Mon May 20 11:30:01 BST 2013

On 17/05/13 20:38, Maslinski, Ray wrote:
> Hello,

Hi!

> To simulate a network partition failure, I’ve been using iptables to
> temporarily block inbound and outbound access on one of the nodes to the
> single port configured for cluster communications through
> inet_dist_listen_min and inet_dist_listen_max settings (min = max).
> Client access is not blocked during a simulated partition fault.

Sounds reasonable.

> I’ve observed two anomalies during testing that I wasn’t expecting based
> on the documentation I’ve read:
>
> -At a sufficiently high message rate, some number of messages will be
> lost during the fault sequence, with the number lost tending to increase
> with message rate.  No indication of a send error has been observed by
> the client program. Based on results obtained from test logs and an
> independent monitor listening on trace messages from each node, it
> appears that as soon as the port is blocked, both nodes continue to
> accept published messages, but (temporarily) stop delivering messages
> until the cluster heartbeat failure is detected, at which point the
> cluster is partitioned and the slave promotes itself to become master.
> In the sequences I’ve looked at, the messages that are lost all appear
> to be published to the original master (and final master after a winner
> is selected during autoheal).  Neither the start nor the end of the lost
> message window appear to line up with any events in the logs, other than
> the start occurring sometime after the port connection is blocked but
> before the cluster heartbeat failure is detected, and the end occurring
> sometime after the detection of the cluster heartbeat failure and before
> the detection of the partitioned cluster after the connection is
> unblocked.  Is message loss to be expected in this scenario?

I would expect to see message loss in a cluster heal scenario.

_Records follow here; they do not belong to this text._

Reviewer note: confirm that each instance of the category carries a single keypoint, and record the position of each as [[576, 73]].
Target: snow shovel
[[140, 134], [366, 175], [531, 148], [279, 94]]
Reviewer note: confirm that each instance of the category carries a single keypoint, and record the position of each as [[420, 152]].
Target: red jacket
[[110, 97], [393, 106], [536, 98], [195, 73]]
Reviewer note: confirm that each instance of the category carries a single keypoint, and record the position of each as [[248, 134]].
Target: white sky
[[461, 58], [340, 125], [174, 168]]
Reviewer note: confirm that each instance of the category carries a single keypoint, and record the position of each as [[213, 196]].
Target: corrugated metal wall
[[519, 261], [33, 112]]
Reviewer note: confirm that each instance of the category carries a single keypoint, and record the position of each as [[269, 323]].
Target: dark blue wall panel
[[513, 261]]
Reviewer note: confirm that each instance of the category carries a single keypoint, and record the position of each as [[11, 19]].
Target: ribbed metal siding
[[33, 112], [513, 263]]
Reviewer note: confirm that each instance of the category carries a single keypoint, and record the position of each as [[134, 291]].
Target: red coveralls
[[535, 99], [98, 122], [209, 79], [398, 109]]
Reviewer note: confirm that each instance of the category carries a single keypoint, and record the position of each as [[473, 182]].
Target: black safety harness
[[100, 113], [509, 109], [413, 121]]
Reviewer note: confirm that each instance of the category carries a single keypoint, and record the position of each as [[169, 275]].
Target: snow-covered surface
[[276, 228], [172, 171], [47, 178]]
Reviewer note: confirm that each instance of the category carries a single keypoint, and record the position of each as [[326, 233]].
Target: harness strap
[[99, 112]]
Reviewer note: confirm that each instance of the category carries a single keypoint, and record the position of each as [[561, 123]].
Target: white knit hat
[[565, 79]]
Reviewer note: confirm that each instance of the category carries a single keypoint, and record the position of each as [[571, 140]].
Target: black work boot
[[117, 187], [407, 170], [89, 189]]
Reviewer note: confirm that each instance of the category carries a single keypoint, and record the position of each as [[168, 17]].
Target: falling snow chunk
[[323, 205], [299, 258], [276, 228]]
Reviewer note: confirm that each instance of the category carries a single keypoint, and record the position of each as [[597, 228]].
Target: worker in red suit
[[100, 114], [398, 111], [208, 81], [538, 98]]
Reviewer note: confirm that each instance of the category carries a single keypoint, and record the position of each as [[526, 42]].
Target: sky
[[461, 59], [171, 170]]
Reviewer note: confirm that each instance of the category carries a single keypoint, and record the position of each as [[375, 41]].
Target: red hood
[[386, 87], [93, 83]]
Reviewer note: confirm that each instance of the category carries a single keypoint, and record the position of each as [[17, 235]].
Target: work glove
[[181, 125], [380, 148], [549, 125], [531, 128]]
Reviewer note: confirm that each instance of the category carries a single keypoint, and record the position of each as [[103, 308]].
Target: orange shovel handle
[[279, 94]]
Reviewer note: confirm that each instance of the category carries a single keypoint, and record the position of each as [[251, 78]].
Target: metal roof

It's important to remember that a cluster partition is still a 
substantial problem, and the healing process involves throwing state 
away. Autoheal mode just means you get through this process faster, and 
hopefully spend much less time accepting messages that will end up being 
lost.

I would expect intuitively that only messages from the losing partitions 
would be lost. But I am not entirely surprised if messages from the 
winner are lost too; there is a period after the partitions have come 
back together but before autoheal kicks in during which we will have 
multiple masters for a queue, and behaviour can be unpredictable.

> -Occasionally the autoheal loser node fails to rejoin the cluster after
> restart.  I don’t have a lot of data points on this one since it’s only
> happened a handful of times during overnight test iterations.  During
> one failure, the autoheal winner showed the log message below during
> recovery:

Ah, that looks like a bug in autoheal. I think the stack trace you 
posted should contain enough information to fix it. Thanks.

Cheers, Simon

-- 
Simon MacMullen
RabbitMQ, Pivotal